Haydn String Quartets
The Lindsays
Kumho Chamber Music Festival
Opus Arte 0920 D
The UK's Lindsay Quartet was one of the best in the world until it suddenly announced last year that it was disbanding. It was particularly acclaimed for its recording of all Haydn's 70 or so string quartets, and on an outstanding pair of DVDs we see the four men playing seven of them at the Kuhmo Chamber Music Festival in Finland in 2005. Each quartet is given a brief verbal introduction, then performed. In addition there's extra material of the members talking about music and the quartet playing, cycling through the Finnish woods, and of the Danel Quartet rehearsing some Mendelssohn.
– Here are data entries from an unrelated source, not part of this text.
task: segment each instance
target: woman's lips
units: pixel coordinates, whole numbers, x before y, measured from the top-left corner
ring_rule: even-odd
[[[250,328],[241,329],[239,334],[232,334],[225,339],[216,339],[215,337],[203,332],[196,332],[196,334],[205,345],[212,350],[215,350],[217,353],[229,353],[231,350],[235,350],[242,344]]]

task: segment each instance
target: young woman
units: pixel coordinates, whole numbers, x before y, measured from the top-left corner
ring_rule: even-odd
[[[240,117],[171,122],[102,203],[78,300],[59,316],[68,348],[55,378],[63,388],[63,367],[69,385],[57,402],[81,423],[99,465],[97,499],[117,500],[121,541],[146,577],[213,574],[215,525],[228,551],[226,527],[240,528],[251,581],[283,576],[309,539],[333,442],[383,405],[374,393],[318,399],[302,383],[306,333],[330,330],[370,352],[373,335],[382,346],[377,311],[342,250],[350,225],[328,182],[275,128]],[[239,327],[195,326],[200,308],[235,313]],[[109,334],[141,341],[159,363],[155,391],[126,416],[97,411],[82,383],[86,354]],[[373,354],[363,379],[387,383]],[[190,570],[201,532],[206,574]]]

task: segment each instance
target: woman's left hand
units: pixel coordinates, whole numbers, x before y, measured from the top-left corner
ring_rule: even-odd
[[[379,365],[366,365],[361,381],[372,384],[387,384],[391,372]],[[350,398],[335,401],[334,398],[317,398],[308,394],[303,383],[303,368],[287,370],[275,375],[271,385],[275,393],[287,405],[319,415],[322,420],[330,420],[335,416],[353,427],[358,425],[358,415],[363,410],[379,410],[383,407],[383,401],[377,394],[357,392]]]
These DVDs are to be relished over a long period of time — you need to hear each quartet many times before it renders up its essence. They also led me to ponder on the lives of such dedicated men, living with and playing such masterpieces on a daily basis (and far more of Haydn's quartets are masterpieces than might be imagined). For the record, the works they play are Opus 20 No's: 2 and 5, Opus 33 No: 3, Opus 54 No's: 1 and 2, and Opus 75 No 3.